Dennis Cole: This was a momentous and emotional occasion for the nation and for Eleazar as they observed from a distance the departure of their first great high priest, the preeminent mediator of the sacral life of the nation in its relationship to Yahweh their God. For Eleazar it was no doubt a moment filled with emotional upheaval, a literal and metaphorical mountaintop experience in being inaugurated as the new high priest; but on the other hand it was a familial nadir, since his honorable father was about to die. The old era was passing; the generation was nearly gone that had witnessed the numerous miracles of God in Egypt, in the Exodus, at the Red Sea, at Mount Sinai, and all along the journey through the wilderness. A new generation of leadership was taking the reins over the nation and under God, and prospects of the new life in the Promised Land were looming ever nearer.

2. (:27-28) Passing of Moses and Transfer of Authority to Eleazar

“So Moses did just as the LORD had commanded, and they went up to Mount Hor in the sight of all the congregation. 28 And after Moses had stripped Aaron of his garments and put them on his son Eleazar, Aaron died there on the mountain top. Then Moses and Eleazar came down from the mountain.”

Gordon Wenham: The retirement of Aaron as high priest was a moment of vital significance in the life of Israel which had to be symbolized in the ritual stripping of Aaron’s high-priestly vestments and the investiture of his son, Eleazar. The high priest was the supreme mediator between God and Israel: the dignity of his office was expressed in the magnificence of his vestments. In a real sense the life of the nation was contingent on his carrying out his duties faithfully. Thus the death of a high priest marked the end of an era, and Numbers 35 implies it made atonement for some sins.

Raymond Brown; As Eleazar came down from the mountain, he was dressed in the garments of Israel’s high priest. The waiting community knew that, although they were under different spiritual leadership, the same ideals were guaranteed. God had made provision for the continuance of his people’s spiritual life by announcing that the priests’ responsibilities were to be shouldered by Aaron’s sons. Here was further visible evidence of the dependability of God’s word and his pledge to stay with his people forever. Israel’s circumstances would change and the context of their service vary enormously over the centuries, but obedient people would hand on his truth from one generation to another. The sight of Aaron’s appointed successor was further visible evidence of God’s unchanging provision, sovereign purposes and continuing presence.
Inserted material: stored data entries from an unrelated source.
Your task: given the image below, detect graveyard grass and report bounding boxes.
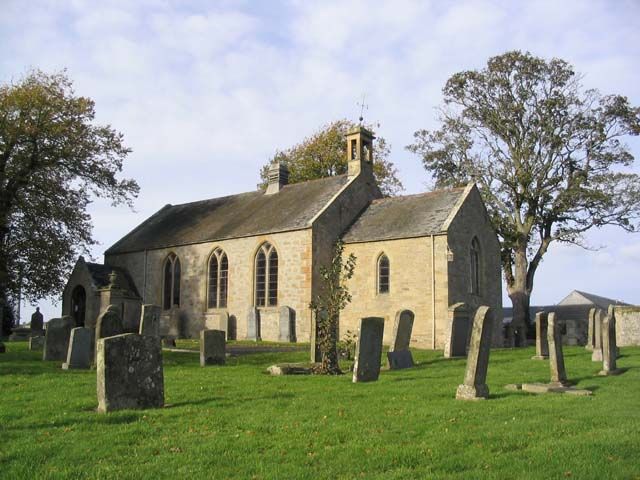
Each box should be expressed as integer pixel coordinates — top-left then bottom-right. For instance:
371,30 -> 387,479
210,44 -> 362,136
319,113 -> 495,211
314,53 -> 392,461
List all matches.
1,343 -> 639,479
Only Aaron had left them, not God.

C. (:29) Mourning of the People

“And when all the congregation saw that Aaron had died,

all the house of Israel wept for Aaron thirty days.”

Timothy Ashley: This is the same mourning period as for Moses (Deut. 34:8). The normal time for mourning is seven days (e.g., Gen. 50:10; 1 Chr. 10:12; cf. Job 2:13). The prolongation of mourning shows the importance of the one who has died and the importance of the loss to Israel.

Wiersbe: Victorious Christian service, like the victorious Christian life, is a series of new beginnings. No matter what mistakes we’ve made, it’s always too soon to quit.